Le projet de loi sur l'énergie qu'Adolf Ogi avait projeté de soumettre au parlement avant la fin de l'année 1995 a été une fois encore remanié sous l'égide de son successeur Moritz Leuenberger. Etablie après que plusieurs entretiens avec les milieux intéressés eurent été organisés durant le printemps, cette nouvelle version a fait l'objet d'un message transmis aux Chambres dans le courant du mois d'août. Celui-ci stipule d'entrée que le dispositif légal soumis au parlement a pour principes fondamentaux la coopération et la subsidiarité, ce qui fait de ce projet une véritable loi-cadre définissant des lignes directrices en matière d'approvisionnement énergétique économique et peu polluant et dans laquelle les mesures volontaires sont largement privilégiées par rapport aux prescriptions étatiques. Dans cette perspective, le Conseil fédéral sera notamment habilité à transférer certaines tâches d'exécution de la loi à l'économie et à d'autres organisations privées. Ainsi, l'idée initiale du Vorort de créer une agence de l'énergie privée et unique au sein de laquelle ses intérêts auraient été majoritairement représentés n'a été que partiellement retenue, puisque cette instance ne pourra s'occuper que des tâches concernant directement l'économie (production d'énergie, par exemple). Soucieux de ne pas offrir une position par trop dominante au secteur économique par rapport aux autres acteurs de la scène énergétique, le nouveau chef du DFTCE a en effet tenu à ce que d'autres organismes privés telles que les associations de protection de l'environnement et des consommateurs puissent se voir également confier, dans leurs domaines propres d'activités, des prérogatives en matière de politique de l'énergie.

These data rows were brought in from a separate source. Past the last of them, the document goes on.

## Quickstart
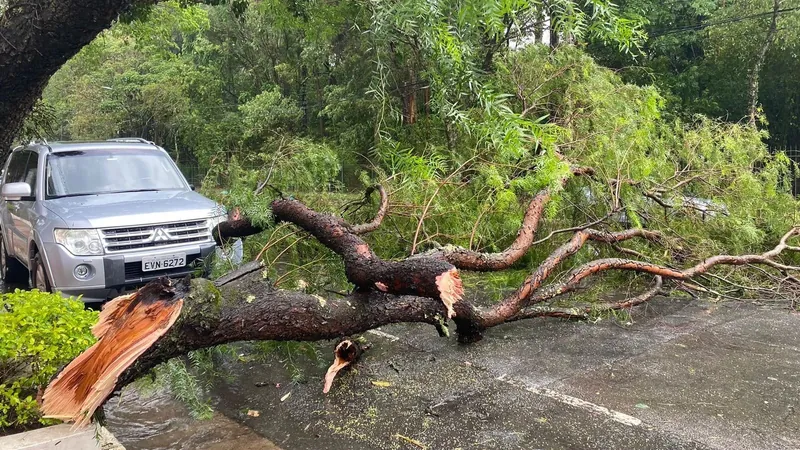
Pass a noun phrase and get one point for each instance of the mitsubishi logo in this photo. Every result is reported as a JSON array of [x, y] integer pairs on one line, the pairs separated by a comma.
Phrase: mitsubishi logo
[[161, 235]]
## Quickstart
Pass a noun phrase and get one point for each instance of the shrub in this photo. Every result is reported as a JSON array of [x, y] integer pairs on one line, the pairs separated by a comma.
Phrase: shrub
[[39, 333]]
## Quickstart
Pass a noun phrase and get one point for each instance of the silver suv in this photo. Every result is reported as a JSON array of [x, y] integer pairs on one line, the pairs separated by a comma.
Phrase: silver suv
[[100, 218]]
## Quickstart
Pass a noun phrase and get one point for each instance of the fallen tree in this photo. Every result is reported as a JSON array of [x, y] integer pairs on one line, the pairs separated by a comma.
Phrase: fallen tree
[[168, 318]]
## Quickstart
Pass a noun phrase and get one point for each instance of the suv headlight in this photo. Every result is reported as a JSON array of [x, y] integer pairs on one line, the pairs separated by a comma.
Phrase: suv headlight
[[83, 242]]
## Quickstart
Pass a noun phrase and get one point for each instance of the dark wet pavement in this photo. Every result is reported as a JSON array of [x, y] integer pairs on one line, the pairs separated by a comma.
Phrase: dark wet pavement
[[684, 375]]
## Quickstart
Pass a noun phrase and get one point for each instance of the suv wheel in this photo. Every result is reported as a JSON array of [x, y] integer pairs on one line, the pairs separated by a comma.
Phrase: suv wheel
[[39, 277], [10, 269]]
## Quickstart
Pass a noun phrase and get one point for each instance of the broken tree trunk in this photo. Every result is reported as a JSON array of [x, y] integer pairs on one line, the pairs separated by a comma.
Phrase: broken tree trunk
[[167, 318]]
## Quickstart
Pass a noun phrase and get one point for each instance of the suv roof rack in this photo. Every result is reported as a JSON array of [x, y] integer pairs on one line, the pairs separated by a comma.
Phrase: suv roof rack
[[132, 139]]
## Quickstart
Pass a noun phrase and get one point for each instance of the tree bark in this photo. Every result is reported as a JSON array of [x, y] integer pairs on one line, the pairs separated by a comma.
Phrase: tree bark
[[762, 55], [36, 38], [169, 318]]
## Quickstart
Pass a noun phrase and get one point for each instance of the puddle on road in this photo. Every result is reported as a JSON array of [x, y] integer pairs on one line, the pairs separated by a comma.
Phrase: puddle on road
[[159, 422]]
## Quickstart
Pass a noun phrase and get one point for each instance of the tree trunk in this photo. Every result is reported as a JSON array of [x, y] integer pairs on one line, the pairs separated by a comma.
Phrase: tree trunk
[[168, 318], [36, 38], [762, 55]]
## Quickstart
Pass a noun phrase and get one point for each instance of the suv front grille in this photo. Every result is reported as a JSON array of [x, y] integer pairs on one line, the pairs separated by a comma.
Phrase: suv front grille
[[151, 236]]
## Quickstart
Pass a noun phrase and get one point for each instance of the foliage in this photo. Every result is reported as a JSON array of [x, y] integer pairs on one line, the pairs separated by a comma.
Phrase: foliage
[[458, 108], [701, 55], [39, 333]]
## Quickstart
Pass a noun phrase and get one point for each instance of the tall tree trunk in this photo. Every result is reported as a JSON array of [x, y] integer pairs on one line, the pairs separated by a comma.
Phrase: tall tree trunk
[[762, 55], [36, 38]]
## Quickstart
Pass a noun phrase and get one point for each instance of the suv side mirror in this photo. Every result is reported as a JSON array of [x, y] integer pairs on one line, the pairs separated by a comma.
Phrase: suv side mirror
[[15, 191]]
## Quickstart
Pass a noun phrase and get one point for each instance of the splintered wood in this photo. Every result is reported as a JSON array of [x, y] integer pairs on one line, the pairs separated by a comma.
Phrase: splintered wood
[[128, 326]]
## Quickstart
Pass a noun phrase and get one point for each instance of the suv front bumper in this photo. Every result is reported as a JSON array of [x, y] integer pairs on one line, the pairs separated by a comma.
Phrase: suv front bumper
[[116, 273]]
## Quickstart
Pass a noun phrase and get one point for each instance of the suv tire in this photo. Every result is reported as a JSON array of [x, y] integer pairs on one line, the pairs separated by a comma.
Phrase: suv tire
[[11, 270], [39, 278]]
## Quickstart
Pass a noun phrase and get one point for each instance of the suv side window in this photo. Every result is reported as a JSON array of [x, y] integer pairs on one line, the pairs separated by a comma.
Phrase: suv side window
[[16, 168], [31, 171]]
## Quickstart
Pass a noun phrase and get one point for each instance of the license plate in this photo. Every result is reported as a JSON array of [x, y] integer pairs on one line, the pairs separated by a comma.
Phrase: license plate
[[164, 262]]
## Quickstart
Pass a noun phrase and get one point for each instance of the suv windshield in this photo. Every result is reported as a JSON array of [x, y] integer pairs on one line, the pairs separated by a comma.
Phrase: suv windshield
[[106, 172]]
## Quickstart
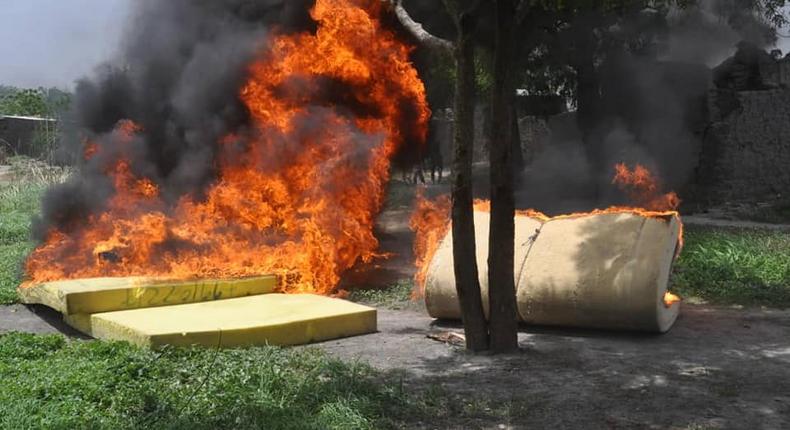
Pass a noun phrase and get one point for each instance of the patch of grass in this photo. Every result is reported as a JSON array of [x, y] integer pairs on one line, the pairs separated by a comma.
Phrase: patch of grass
[[50, 382], [735, 266], [396, 296], [11, 258], [18, 203]]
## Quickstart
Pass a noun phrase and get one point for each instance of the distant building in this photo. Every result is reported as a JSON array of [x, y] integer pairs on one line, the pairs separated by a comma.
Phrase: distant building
[[17, 133]]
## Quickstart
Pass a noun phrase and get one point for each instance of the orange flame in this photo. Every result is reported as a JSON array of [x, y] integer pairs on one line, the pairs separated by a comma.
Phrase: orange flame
[[431, 220], [670, 299], [643, 189], [297, 204]]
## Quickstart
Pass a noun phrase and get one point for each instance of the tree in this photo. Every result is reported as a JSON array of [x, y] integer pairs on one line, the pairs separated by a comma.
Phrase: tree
[[463, 229], [503, 326]]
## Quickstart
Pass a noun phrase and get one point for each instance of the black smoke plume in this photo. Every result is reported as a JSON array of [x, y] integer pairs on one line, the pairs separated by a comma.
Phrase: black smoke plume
[[177, 76]]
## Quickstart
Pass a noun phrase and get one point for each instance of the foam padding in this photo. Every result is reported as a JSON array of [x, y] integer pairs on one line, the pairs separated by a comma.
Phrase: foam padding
[[88, 296], [273, 319]]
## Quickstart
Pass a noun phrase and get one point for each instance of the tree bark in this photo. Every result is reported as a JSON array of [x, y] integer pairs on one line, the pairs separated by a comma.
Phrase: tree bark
[[503, 321], [464, 248]]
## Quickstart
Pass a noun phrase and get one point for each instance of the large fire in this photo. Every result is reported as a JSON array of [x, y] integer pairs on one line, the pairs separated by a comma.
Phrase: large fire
[[431, 219], [296, 198]]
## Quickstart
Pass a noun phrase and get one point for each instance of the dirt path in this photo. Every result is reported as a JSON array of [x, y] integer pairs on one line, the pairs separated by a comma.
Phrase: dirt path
[[717, 368]]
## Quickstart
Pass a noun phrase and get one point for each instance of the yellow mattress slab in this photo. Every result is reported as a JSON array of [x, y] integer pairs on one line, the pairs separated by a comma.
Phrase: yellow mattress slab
[[273, 319], [88, 296]]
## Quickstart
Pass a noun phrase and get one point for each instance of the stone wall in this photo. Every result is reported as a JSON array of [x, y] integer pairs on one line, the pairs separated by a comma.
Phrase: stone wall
[[746, 150]]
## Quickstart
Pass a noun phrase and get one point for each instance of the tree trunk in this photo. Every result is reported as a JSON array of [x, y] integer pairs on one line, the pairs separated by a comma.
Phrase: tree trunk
[[464, 249], [503, 322]]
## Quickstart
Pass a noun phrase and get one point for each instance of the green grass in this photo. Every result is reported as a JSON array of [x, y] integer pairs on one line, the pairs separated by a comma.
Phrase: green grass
[[735, 266], [18, 203], [396, 296], [50, 382]]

La priorité étant accordée aux mesures volontaires plutôt qu'à l'interventionnisme de l'Etat, les autorités fédérales se sont attachées à réduire à son minimum la densité normative des dispositions légales énoncées dans le projet de loi au titre de l'utilisation économe et rationnelle de l'énergie. Ainsi, sur la base de l'évaluation des mesures prises en vertu de l'arrêté sur l'énergie de 1990, les prescriptions détaillées ont été revues à la baisse, notamment dans le domaine du bâtiment (isolation thermique et décompte individuel des frais de chauffage et d'eau chaude) pour lequel la loi ne comporte que des mandats législatifs à l'adresse des cantons. Concernant les mesures visant à faire diminuer la consommation des installations, véhicules et appareils produits en série, il est prévu que le Conseil fédéral ne pourra agir de façon contraignante en la matière que dans l'hypothèse où les actions volontaires développées à ce titre par les organisations privées ne parviendraient pas à atteindre les objectifs. Si tel devait être le cas, le gouvernement pourrait alors avoir recours à des prescriptions sur la consommation (valeurs-cibles ou exigences relatives à la commercialisation) ou – ce qui est une nouveauté – à des instruments économiques tels que des certificats de consommation d'énergie. Quant aux dispositions légales consacrées jusqu'alors par l'arrêté sur l'énergie dans les domaines du chauffage de plein air, des rideaux à air chaud ainsi que des appareils d'éclairage, elles ont été simplement abandonnées, tout comme le projet qui visait à introduire dans le nouveau dispositif légal une gestion intégrée des ressources. Par contre, le projet de loi reprend pour ainsi dire sans modification les mesures promotionnelles (information, conseils, formation et perfectionnement, recherche, développement et démonstration, promotion des agents renouvelables et de la récupération de chaleur) inscrites dans l'arrêté de 1990, hormis le fait qu'il sera désormais possible à la Confédération de subventionner également des mesures visant à encourager l'utilisation économe et rationnelle de l'énergie.
Bien qu'établi dans l'optique de rassembler un large consensus et d'éviter ainsi que ne soit lancé un référendum à son encontre, le projet de loi sur l'énergie a néanmoins été critiqué tant par les milieux économiques que par les organisations de protection de l'environnement et le parti socialiste: le Vorort a regretté notamment la dilution de son projet concernant la création d'une agence de l'énergie. A cet égard, l'association faîtière du commerce et de l'industrie a expressément demandé que le mandat et la fonction de cette agence soient définis dans la LEn-même; elle a en revanche souhaité que le choix des moyens auxquels cette instance pourra avoir recours soit laissé à l'économie. De leur côté, les écologistes et les socialistes – déçus par le faible degré de contrainte impliqué par la future loi sur l'énergie – ont reproché au Conseil fédéral d'avoir fait de trop fortes concessions aux revendications émises par les milieux économiques. La Conférence des directeurs cantonaux de l'énergie s'est en revanche déclarée satisfaite par les mesures législatives proposées par le gouvernement.